What is clear, however, is that a hearing was held on the statement on Nov. 22, 1991, over 3 ½ years after the complaint was docketed.

Records show the original statement charged Musgrave with committing a Rule violation in not providing sufficient legal representation to Roy Eshenaur in drafting the codicil. However, Bar Counsel Sherri D. Goodman moved to dismiss that paragraph in the statement.

The basis for dismissal, Goodman said, was based on the fact that the statement mistakenly quoted from a December 1978 codicil and not the one drafted on May 24, 1979, and that an expert the Bar consulted with determined the codicil could have been enforced despite earlier assertions it couldn't.

During the hearing, Musgrave admitted to his failure in timely filing the personal property claim with Aetna. As punishment, Musgrave agreed to a loosely structured plan for supervision in lieu of a public reprimand by the Supreme Court.

Records show that in August 1988 Musgrave "voluntarily submitted to an examination for alcohol impairment by Dr. Stephen Ward and Wayne Dickinson, M.S.W. at the Wheeling Clinic." Though his evaluation did not conclusively find Musgrave was impaired "between 1979 and 1984, the time period in which he served as co-executor," Dickinson did determine Musgrave's alcoholism "may have started as long as ten years prior to the date of the examination."

Though records are not specific, but prior to conducting the hearing, "A more recent investigation showed that Respondent may still have drinking problems." Because of that, Goodman said a public reprimand would be insufficient punishment, and " the public would be better served by prompt implementation of the above-referenced agreement."

The agreement, records show, called for Musgrave for the next two years beginning on Nov. 25, 1991 to avoid drinking alcohol, attend weekly Alcoholics Anonymous meetings and telephone John T. Kay Jr. once a week on his status. The Committee warned Musgrave failure to abide by the agreement would result in the Bar filing a public reprimand with the Court as well as asking for additional sanctions.

Pursuant to the agreement, the Committee said it would not seek to recover the costs of the hearing from Musgrave unless he filed to abide by the terms.

Finally, the Committee instructed Musgrave to search his files for any personal effects of Roy Eshenaur's in his belonging, including a spiral notebook in which he kept his appointments. Records show that Charles and Lawrence Eshenaur, who attended the hearing on the family's behalf, approved of the agreement.

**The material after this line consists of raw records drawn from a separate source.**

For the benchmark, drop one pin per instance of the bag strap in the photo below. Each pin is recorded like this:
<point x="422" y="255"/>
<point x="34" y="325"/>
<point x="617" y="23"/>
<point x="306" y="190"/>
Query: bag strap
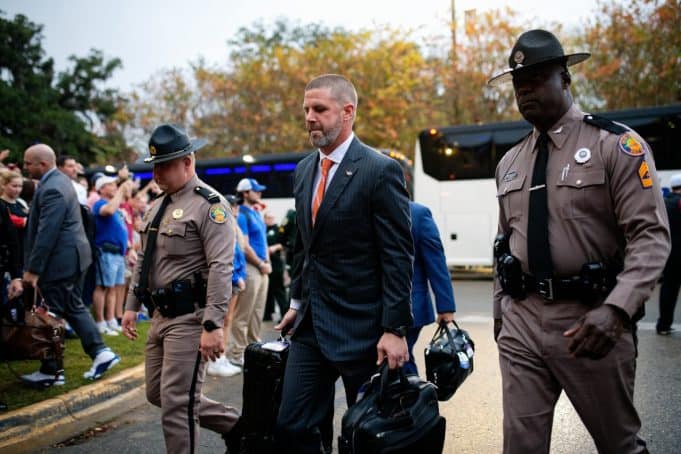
<point x="151" y="244"/>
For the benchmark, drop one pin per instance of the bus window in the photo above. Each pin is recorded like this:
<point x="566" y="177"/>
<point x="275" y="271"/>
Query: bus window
<point x="470" y="152"/>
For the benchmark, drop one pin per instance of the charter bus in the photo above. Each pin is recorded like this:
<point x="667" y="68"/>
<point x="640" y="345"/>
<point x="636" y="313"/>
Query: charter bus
<point x="272" y="170"/>
<point x="454" y="174"/>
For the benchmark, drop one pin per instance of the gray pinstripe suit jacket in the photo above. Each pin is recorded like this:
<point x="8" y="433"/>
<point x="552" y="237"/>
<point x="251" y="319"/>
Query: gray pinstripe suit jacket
<point x="353" y="269"/>
<point x="56" y="246"/>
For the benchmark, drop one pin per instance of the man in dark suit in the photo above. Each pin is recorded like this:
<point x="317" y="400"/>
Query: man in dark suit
<point x="430" y="266"/>
<point x="57" y="255"/>
<point x="351" y="278"/>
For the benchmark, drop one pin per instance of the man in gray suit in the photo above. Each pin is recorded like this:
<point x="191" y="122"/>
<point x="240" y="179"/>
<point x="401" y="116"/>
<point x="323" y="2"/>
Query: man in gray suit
<point x="351" y="278"/>
<point x="57" y="255"/>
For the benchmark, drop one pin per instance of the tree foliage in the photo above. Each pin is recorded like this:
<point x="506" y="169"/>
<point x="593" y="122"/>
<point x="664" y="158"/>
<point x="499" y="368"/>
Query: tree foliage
<point x="636" y="54"/>
<point x="253" y="104"/>
<point x="62" y="109"/>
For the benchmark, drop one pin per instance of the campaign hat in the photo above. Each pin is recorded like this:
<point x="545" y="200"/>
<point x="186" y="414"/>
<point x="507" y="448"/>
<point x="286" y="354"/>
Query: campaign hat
<point x="169" y="141"/>
<point x="533" y="48"/>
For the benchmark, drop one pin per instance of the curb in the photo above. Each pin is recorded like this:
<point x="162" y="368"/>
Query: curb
<point x="57" y="418"/>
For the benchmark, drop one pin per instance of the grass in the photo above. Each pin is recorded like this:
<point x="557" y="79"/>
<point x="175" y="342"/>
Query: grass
<point x="76" y="362"/>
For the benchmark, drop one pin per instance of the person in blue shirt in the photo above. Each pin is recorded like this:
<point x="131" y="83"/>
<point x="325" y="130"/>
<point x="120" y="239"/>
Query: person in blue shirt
<point x="430" y="266"/>
<point x="111" y="241"/>
<point x="248" y="314"/>
<point x="223" y="367"/>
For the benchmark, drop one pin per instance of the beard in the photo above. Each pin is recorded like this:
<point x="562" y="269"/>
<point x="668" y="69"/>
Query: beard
<point x="327" y="137"/>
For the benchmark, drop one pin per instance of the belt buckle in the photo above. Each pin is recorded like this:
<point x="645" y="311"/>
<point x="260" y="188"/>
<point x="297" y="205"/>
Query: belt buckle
<point x="545" y="288"/>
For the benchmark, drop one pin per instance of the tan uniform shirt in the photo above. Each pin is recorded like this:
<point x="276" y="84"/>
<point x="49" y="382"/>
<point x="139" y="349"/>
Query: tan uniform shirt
<point x="194" y="235"/>
<point x="605" y="204"/>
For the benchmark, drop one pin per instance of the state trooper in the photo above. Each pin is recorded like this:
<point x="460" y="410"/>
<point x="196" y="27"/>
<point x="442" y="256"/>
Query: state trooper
<point x="583" y="239"/>
<point x="184" y="279"/>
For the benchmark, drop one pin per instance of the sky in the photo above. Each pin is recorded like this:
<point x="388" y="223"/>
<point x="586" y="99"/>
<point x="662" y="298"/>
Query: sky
<point x="152" y="35"/>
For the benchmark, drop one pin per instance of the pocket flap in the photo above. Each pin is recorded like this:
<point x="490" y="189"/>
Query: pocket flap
<point x="174" y="229"/>
<point x="515" y="184"/>
<point x="584" y="178"/>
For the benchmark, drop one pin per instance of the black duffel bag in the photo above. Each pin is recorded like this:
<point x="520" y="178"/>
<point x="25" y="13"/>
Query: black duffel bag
<point x="398" y="414"/>
<point x="449" y="359"/>
<point x="264" y="365"/>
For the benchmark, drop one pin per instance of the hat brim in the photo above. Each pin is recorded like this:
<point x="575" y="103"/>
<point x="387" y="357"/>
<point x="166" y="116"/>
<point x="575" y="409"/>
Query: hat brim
<point x="195" y="145"/>
<point x="507" y="75"/>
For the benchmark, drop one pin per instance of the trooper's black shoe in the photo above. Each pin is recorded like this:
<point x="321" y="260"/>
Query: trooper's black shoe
<point x="233" y="438"/>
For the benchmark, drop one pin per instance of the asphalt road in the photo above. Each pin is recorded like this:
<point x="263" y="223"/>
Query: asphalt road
<point x="473" y="415"/>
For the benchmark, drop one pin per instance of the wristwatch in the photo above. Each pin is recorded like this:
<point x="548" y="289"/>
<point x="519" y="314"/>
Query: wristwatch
<point x="209" y="326"/>
<point x="400" y="331"/>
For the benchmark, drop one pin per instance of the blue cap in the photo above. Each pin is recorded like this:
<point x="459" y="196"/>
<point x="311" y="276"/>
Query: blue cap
<point x="249" y="184"/>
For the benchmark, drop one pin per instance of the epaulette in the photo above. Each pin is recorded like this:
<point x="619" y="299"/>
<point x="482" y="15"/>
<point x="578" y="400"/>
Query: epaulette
<point x="211" y="196"/>
<point x="604" y="123"/>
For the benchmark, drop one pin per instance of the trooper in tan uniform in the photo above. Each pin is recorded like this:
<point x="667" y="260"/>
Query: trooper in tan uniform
<point x="187" y="289"/>
<point x="584" y="239"/>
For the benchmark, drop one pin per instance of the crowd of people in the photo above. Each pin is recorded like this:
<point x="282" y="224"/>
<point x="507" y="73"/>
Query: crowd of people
<point x="113" y="209"/>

On Aug. 15, 1992 the Committee's full hearing panel unanimously agreed to adopt the subcommittee's findings during the Nov. 1991 hearing.

Though the family-heirs could have brought a legal malpractice suit against Musgrave, Charles said in his letter they decided against that. Instead, they opted to file their complaint with the Bar in the hope that any discipline would deter him from victimizing other clients.

"Although as beneficiaries we believe that we sustained financial loss by reason of the actions and inactions for Mr. Musgrave," Charles said, "we did not file a civil action against Mr. Musgrave for such financial loss, but rather, by this communication, are desirous of having you or your committees verify the negligence and incompetency and take such action as will insure that innocent citizens and clients in the future are not exposed to the same financial loss and anxiety."